Martin,
Sorry that I'm responding to this so late.
The 475 million word Corpus of Historical American English https://www.english-corpora.org/coha/ (COHA) has about 220 million words of fiction from the 1820s-2010s (see information on the number of texts and words by decade below). Nearly all of the texts from the 1820s-1980s are novels, whereas there are more short stories from the 1990s-2010s. Full information (for all texts) can be found here https://www.english-corpora.org/coha/files/sources-coha-2020.zip.

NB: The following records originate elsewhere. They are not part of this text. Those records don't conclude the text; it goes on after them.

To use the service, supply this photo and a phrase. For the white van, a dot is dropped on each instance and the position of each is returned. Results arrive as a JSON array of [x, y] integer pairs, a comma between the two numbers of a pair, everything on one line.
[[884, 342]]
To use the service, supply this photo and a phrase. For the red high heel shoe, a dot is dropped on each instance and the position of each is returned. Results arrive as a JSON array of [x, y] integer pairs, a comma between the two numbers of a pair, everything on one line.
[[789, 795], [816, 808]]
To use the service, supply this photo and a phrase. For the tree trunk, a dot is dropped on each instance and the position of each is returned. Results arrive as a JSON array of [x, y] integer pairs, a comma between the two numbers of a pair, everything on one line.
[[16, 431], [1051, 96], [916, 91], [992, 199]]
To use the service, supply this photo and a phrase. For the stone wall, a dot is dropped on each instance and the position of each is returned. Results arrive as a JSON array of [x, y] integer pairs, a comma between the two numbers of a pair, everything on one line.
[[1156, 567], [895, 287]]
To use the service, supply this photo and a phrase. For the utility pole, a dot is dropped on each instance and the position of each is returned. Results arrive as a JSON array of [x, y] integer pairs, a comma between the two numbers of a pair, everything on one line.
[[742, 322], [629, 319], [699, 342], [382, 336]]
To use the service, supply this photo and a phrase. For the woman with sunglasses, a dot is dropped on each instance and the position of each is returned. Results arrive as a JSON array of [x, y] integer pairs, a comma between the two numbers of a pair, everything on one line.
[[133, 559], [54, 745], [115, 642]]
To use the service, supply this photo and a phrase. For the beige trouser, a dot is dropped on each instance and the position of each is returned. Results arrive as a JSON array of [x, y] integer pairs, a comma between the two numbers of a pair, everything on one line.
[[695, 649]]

Full-text (downloadable) data can be found at CorpusData.org https://www.corpusdata.org/ as well as the Univ Stuttgart https://www.ims.uni-stuttgart.de/en/research/resources/corpora/ccoha/.
Best,
Mark Davies English-Corpora.org
------------------------------------------
decade #texts #words 1820s 90 3,778,554 1830s 179 7,492,464 1840s 243 8,615,569 1850s 151 9,175,764 1860s 249 9,279,356 1870s 217 10,454,445 1880s 264 11,204,077 1890s 257 11,261,720 1900s 266 12,096,794 1910s 296 12,266,683 1920s 281 12,668,146 1930s 533 11,959,731 1940s 420 12,030,426 1950s 470 12,014,411 1960s 403 11,652,761 1970s 335 11,652,921 1980s 334 11,664,130 1990s 1711 13,337,688 2000s 4224 14,624,639 2010s 3672 15,150,555 TOTAL 14595 222,380,834
From: Martin Wynne via Corpora corpora@list.elra.info
Sent: Sunday, October 27, 2024 8:11 AM To: corpora@list.elra.info Subject: [Corpora-List] Corpora of English novels
I have a student who is interested in tracing the development of the
English novel from its origins to the present day (or at least to the start of the twentieth century), and I'm trying to gather information about relevant corpora covering this text type and period.
We know about the European Literary Text Collection (ELTeC,
https://www.google.com/url?q=https://www.distant-reading.net/eltec/&sour...) which will be very useful for the later end of the timescale. We also know it is possible to assemble a corpus from Project Gutenberg, archive.org, Oxford Text Archive, etc.
, but would be interested in re-using any corpora that people might
already have made, which aim to be representative of particular periods within this genre.
The student has some flexibility with her research question, so while
the original idea of 'English novels' was probably 'novels in English from Great Britain and Ireland', other related areas such as US novels might be interesting as well.
Any tips and suggestions gratefully received. If we get a number of
interesting direct emails, I'll be happy to summarize the results to the list.
Best wishes, Martin
-- Senior Researcher in Corpus Linguistics Faculty of Linguistics, Philology and Phonetics, University of Oxford
National Co-ordinator, CLARIN-UK martin.wynne@ling-phil.ox.ac.uk https://www.google.com/url?q=https://orcid.org/0000-0002-4155-0530&sourc...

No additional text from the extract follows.